Most poll respondents say top brass should not be senators automatically
Most respondents to a recent poll agree with House Speaker Chuan Leekpai’s suggestion that, if the Constitution is to be amended, the five military top brass and the national police chief should not be appointed ex-officio senators.
According to Super Poll, 75.4% of the respondents agree that the six key figures, namely the supreme commander, the commanders of the army, navy and air force and the national police chief, should not be automatically appointed senators, because their role in charge of national security is not related to the legislative role of the Senate, and that it is inappropriate for them to receive salaries from two state sources, parliament, the military and the police, at the same time.
24.6% of the respondents, however, oppose the suggestion because they think this issue is insignificant and they don’t want to see the country return to political division as a result of attempts to amend the Constitution.
Super Poll Research Office director, Mr.
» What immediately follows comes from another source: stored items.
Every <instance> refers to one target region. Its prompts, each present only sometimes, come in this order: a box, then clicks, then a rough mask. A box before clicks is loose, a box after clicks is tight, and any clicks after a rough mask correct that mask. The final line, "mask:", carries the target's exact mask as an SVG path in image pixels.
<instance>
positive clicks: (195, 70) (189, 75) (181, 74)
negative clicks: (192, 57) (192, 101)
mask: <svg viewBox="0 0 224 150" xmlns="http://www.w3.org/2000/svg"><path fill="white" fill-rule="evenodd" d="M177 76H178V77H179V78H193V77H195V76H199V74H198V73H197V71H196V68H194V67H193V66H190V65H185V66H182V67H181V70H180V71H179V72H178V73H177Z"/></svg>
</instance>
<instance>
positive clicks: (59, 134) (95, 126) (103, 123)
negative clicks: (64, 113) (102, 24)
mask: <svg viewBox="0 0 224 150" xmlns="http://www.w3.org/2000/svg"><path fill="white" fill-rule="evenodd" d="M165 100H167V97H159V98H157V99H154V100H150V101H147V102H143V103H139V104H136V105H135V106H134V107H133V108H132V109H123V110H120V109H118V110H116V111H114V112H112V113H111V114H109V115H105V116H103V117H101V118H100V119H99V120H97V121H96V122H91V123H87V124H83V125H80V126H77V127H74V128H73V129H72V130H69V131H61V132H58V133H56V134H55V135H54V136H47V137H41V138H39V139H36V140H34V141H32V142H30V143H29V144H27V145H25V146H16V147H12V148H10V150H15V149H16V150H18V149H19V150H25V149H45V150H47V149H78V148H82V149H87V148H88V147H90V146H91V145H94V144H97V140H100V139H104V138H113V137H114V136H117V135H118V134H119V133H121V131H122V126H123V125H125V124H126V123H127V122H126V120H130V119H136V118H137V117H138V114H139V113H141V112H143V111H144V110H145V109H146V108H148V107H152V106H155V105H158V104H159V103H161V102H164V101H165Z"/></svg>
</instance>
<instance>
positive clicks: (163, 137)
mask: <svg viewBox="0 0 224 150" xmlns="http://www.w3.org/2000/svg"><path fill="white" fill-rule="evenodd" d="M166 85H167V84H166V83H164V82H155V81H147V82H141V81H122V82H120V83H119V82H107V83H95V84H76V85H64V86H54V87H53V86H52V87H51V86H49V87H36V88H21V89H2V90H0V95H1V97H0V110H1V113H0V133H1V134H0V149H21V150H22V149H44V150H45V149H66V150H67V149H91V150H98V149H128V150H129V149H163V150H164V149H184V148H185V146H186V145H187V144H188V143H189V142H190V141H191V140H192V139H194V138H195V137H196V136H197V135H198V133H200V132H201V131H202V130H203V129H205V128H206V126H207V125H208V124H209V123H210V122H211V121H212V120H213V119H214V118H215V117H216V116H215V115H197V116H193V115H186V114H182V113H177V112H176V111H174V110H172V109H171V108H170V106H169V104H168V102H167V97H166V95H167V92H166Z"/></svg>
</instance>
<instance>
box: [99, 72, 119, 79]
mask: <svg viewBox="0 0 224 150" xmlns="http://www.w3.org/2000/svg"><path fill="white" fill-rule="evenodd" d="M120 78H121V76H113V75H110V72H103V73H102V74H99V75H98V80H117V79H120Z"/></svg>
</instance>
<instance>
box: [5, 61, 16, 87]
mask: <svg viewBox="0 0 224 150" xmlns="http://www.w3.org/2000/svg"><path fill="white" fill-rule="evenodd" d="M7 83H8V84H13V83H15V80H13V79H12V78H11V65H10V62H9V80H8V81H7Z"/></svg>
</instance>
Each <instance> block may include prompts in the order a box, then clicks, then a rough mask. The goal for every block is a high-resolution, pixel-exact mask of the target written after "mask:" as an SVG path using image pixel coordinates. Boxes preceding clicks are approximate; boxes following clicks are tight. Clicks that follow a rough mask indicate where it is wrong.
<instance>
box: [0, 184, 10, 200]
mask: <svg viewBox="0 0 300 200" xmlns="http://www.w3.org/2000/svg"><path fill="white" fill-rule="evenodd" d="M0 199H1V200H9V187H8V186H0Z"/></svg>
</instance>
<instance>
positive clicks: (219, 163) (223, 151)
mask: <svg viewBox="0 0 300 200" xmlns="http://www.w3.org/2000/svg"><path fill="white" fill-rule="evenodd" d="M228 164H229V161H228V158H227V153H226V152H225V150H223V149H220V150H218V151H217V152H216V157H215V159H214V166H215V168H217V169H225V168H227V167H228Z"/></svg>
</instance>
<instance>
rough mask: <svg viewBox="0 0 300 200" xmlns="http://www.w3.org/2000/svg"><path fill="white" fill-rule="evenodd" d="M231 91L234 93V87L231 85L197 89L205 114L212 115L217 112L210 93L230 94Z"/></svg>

Noppadol Kannikar, noted that the survey shows a shift in sentiment regarding the fate of the Future Forward party, which is facing the prospect of being dissolved by the Constitutional Court, and about the rewriting of the Constitution, which, he said, is a matter of concern.
Regarding the Future Forward party’s fate, the poll shows that the number of those indifferent to the issue has dropped to 42.8% from 77.4%, while about 30.7% said the dissolution of the party would not bode well politically.
The poll also shows that fewer people are optimistic that the country will move forward smoothly, from 68.5% last October to 52.2% today.
If the poll results are any indication of the public’s mood, Mr. Noppadol said the government should do something quickly to make people feel good “otherwise it will be too late.”
Super Poll surveyed the opinions of 1,162 people from January 2nd to 4th.